Plantations group Sipef flagged a “friendly” outlook for palm oil prices, helped by a tighter outlook for Indonesian supplies, as it signalled that a policy of holding off sales of the vegetable oil had paid off.
The bananas-to-tea producer said that it was “reasonably confident” of prices extending their recent rally from multi-year lows hit in August, although raising doubts of prices returning to “levels experienced over the past few years”.
The forecast for a continuation in the headway which has seen Rotterdam values recover from $480 a tonne in late August to $570 a tonne this week reflected in part the double whammy to Indonesian output prospects from El Nino, which has a history of causing regional dryness, and smog.
The haze, caused by slash-and-burn land clearance, “could impact photosynthesis” of oil palm trees, so undermining yields, Sipef said, highlighting a “slight slump” since last month in palm oil production at its own Indonesian plantations.
The comments follow a downgrade on Wednesday by 500,000 tonnes, to 33m tonnes, on Wednesday by the Indonesian Palm Oil Board in its forecast for Indonesian palm oil output next year, although that would still represent an improvement on the 31.5m tonnes expected for 2015.
And Sipef also flagged the potential for increased domestic demand, with Indonesia’s government “finally showing its intent” to act on plans for raising from 10% the level of biodiesel, made from vegetable oils such as palm oil, which must be blended into transport diesel.
“Both the production slowdown and Indonesian biodiesel consumption will be the major factors to watch,” the group said.
“This could become a bullish story and we will see how the abundant availability of liquid oils, like soybean, sunflower and rapeseed oil, dampens this potential price rally”, with vegetable oils to a large extent interchangeable.
“The current outlook for palm oil in itself is friendly.”
The comments came as the group revealed that it had accelerated sales of palm oil for shorter-term delivery, selling into the rising market, and had now priced 94% of its expected output for this year, compared with 63% in late August – meaning 31% of the crop was hedged in two months.

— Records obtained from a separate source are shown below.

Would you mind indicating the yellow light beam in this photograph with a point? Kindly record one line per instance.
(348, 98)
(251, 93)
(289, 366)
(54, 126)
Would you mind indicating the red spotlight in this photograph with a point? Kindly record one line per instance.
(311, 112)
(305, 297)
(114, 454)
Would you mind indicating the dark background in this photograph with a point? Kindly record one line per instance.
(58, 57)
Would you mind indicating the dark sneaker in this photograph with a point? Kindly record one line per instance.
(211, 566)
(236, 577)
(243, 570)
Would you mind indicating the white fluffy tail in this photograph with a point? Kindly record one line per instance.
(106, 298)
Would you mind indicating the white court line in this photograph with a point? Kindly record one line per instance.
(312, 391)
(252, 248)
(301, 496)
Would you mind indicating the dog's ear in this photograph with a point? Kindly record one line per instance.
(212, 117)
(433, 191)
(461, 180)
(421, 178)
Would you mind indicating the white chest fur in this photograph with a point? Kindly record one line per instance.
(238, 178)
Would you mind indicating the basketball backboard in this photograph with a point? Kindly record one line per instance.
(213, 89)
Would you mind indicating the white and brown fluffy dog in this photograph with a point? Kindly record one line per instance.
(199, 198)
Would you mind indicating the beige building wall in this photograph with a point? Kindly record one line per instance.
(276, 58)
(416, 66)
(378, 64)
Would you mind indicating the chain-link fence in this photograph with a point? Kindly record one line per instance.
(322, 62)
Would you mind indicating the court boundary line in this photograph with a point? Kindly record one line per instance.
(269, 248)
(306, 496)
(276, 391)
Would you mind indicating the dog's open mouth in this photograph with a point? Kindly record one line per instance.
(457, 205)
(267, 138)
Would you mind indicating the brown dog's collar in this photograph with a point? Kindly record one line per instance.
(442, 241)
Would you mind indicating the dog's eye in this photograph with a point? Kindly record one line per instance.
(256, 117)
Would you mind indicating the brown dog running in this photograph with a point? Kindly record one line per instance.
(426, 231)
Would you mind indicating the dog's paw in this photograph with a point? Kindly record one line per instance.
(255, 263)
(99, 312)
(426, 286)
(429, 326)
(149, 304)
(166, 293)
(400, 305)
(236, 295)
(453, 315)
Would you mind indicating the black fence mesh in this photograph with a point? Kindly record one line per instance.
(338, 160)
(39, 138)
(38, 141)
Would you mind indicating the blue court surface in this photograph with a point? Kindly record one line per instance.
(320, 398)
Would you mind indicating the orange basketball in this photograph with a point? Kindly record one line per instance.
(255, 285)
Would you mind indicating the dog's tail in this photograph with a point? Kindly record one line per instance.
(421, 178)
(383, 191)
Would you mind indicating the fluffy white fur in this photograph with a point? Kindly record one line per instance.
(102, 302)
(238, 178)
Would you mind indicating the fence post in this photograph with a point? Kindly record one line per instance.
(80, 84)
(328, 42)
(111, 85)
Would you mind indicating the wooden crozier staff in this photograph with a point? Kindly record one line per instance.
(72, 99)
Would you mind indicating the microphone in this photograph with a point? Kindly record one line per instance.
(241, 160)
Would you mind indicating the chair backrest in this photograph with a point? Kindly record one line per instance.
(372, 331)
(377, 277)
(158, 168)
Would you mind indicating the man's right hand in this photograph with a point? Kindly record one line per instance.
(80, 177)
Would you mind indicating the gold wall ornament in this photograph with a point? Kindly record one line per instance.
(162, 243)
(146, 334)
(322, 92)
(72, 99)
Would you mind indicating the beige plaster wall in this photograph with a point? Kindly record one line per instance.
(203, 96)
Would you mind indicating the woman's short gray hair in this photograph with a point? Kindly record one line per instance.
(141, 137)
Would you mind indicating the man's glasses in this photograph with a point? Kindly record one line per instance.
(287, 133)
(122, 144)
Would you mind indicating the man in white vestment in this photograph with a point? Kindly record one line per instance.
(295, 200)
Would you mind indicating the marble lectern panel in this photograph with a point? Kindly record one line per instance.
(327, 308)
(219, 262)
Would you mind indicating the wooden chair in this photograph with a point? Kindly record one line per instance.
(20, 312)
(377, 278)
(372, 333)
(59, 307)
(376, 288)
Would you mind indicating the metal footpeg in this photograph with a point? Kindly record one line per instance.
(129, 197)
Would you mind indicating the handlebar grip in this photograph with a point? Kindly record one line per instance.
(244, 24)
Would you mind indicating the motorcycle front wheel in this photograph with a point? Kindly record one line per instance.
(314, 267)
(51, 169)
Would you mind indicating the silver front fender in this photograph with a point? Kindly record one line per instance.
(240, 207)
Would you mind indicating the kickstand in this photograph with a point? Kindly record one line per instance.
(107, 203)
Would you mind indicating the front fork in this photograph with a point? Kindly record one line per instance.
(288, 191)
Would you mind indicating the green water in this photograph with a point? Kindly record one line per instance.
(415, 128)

That took hedging progress ahead of that a year ago, when Sipef had sold 89% of forecast annual production by now – only a further 10% of the crop from that priced two months before.
Nonetheless, the group hinted that it remained a slow seller further ahead into 2016, saying that values have “not yet reached a level that we would wish to proactively stimulate forward sales contracts”.
Palm oil vs soyoil
Separately, Rabobank hiked its forecasts for Kuala Lumpur palm oil futures by up to 150 ringgit a tonne, citing “ringgit weakness and dry weather”.
However, the forecasts – which saw prices on a quarter-average basis peaking at 2,400 ringgit a tonne in the April-to-June period – remained a little below the futures curve.
“Weak demand and the narrow price spread to Chicago soyoil are expected to keep the pressure on palm prices,” the bank said.
While Chinese data on Wednesday showed soaring palm oil imports last month, buy-ins were seen slowing thanks to a large build-up in port inventories of the vegetable oil, seen rising 10% to 750,000 tonnes last month.